Potts, a casual fan at best, admitted to being intrigued by Star Trek culture. “I want to confess that I’m fascinated by the idiosyncrasies of Trekkie culture in the same way some people are intrigued with Inuit or Maasai culture,” he said. “I want to admit that I have a weakness for counterintuitive travel strategies, and this seemed like a wacky, entertaining way to enjoy my first-ever sea cruise.”
When the fans found out that he would be writing about his experience, they were naturally suspicious of his motives. “I bet you want to poke fun at the weird people who bring Vulcan ears and Starfleet uniforms on their vacations,” one woman told him.
While Potts didn’t want to make fun of fans, he admitted that he was hoping for interesting behaviors. “I’m hoping this Star Trek cruise will yield a cornucopia of color and eccentricity—not just Vulcan ears and Starfleet uniforms, but Klingon-speakers and Cardassian-costumed cross-dressers,” said Potts. “I’m hoping for Trek-themed folk-band sing-alongs and angry three-hour arguments about starship registration numbers.
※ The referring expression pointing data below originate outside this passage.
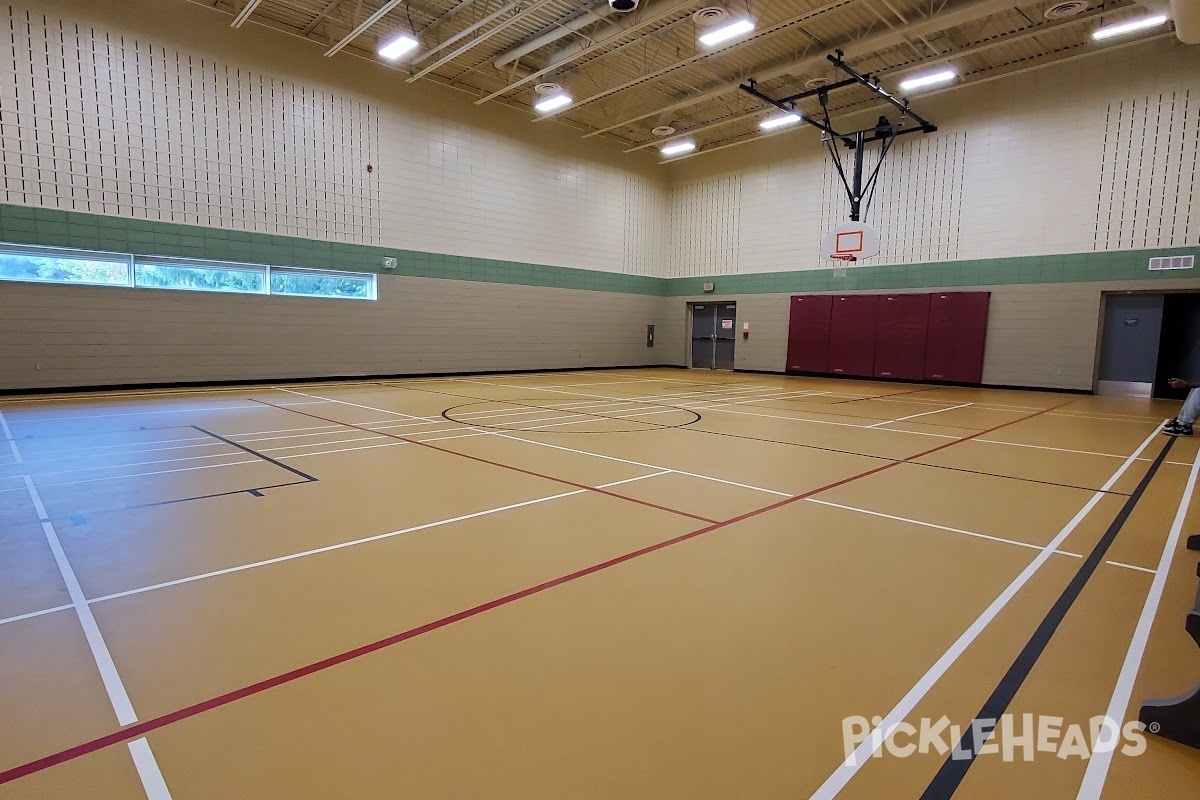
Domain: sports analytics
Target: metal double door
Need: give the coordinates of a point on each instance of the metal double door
(713, 331)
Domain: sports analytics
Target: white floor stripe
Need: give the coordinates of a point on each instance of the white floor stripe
(330, 548)
(7, 434)
(1098, 765)
(913, 416)
(936, 527)
(148, 770)
(849, 768)
(630, 480)
(33, 614)
(103, 659)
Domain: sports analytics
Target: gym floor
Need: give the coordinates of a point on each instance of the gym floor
(652, 583)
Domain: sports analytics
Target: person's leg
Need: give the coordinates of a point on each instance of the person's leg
(1191, 409)
(1182, 423)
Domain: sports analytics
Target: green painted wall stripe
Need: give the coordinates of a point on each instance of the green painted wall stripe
(55, 228)
(1077, 268)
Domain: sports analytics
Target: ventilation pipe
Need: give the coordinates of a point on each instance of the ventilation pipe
(576, 23)
(1186, 14)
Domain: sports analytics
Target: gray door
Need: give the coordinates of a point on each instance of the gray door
(1129, 344)
(726, 329)
(703, 331)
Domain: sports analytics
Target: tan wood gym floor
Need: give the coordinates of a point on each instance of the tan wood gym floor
(651, 583)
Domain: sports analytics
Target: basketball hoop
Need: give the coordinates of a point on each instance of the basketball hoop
(839, 271)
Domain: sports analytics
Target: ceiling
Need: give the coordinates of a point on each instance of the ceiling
(631, 72)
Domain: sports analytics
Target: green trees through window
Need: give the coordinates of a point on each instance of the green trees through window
(203, 278)
(31, 266)
(18, 263)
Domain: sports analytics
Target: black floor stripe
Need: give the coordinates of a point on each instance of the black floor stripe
(790, 444)
(257, 455)
(955, 767)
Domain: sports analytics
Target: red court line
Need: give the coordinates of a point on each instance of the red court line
(493, 463)
(142, 728)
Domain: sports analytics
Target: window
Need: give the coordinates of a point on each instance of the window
(163, 274)
(51, 265)
(311, 283)
(64, 266)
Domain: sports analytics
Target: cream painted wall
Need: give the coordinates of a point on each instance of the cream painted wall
(1096, 154)
(159, 109)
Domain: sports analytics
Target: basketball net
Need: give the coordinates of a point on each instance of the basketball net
(839, 270)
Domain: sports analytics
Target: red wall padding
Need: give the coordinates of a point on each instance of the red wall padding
(900, 336)
(909, 336)
(852, 335)
(958, 331)
(808, 334)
And, as much as anything, I’m dying to know what it’s like to experience a sea voyage to Bermuda when your travel companions would rather be making a space voyage to Romulus.”
What he found instead were people who although they were passionate about Star Trek, didn’t quite fit the basement-dwelling nerd image. A couple married for thirty years renewed their vows on the ship. By initial appearances and early discussion, they seemed like the typical Trekkies that non-fans picture when thinking of Star Trek fans. But when Potts asked the couple if their mutual love of Star Trek had made their marriage easier over the years, the husband Wayne said, “Well in 30 years of marriage we’ve never had a fight. Except for tae kwon do, I guess.”
Potts was surprised by the answer. Wayne went on to explain that “…whenever we decided we needed to fight, we’d just put on the sparring equipment and go. Rita has better technique, so she’d usually win.” Both were active in martial arts and had many other interests in life besides Star Trek.
Potts also found out that there are casual fans everywhere. After asking two fans to wear Star Trek shirts for their Bermuda trip, he found out that love of Trek is everywhere as more than one person engaged them in conversation about Star Trek. A Bermudan bus driver, seeing the shirts, told them that his wife liked “that movie with the whales in them.”
Even on the ship, there were passengers not affiliated with Cruise Trek who liked Star Trek. But some of those did not want to be marked out as fans of the show. “While I’m eating my lunch by the swimming pool on Deck 12, for instance, I hear two men in the hot tub arguing about why Klingons in the original series look different from the Klingons in later incarnations of Star Trek,” said Potts. “The guys look to be in their mid-forties. “I walk over, introduce myself, and ask them if they’re with the Star Trek contingent. The instant they realize I’ve taken them for Trekkies, their eyes go blank with a look of hard-wired adolescent terror. They eventually regain their composure and explain that they’re just taking a regular cruise-vacation with their families, but for a brief moment the awkwardness is palpable: I feel as if I’ve just walked into a junior high locker room and asked a couple of boys if they’d like to kiss each other.”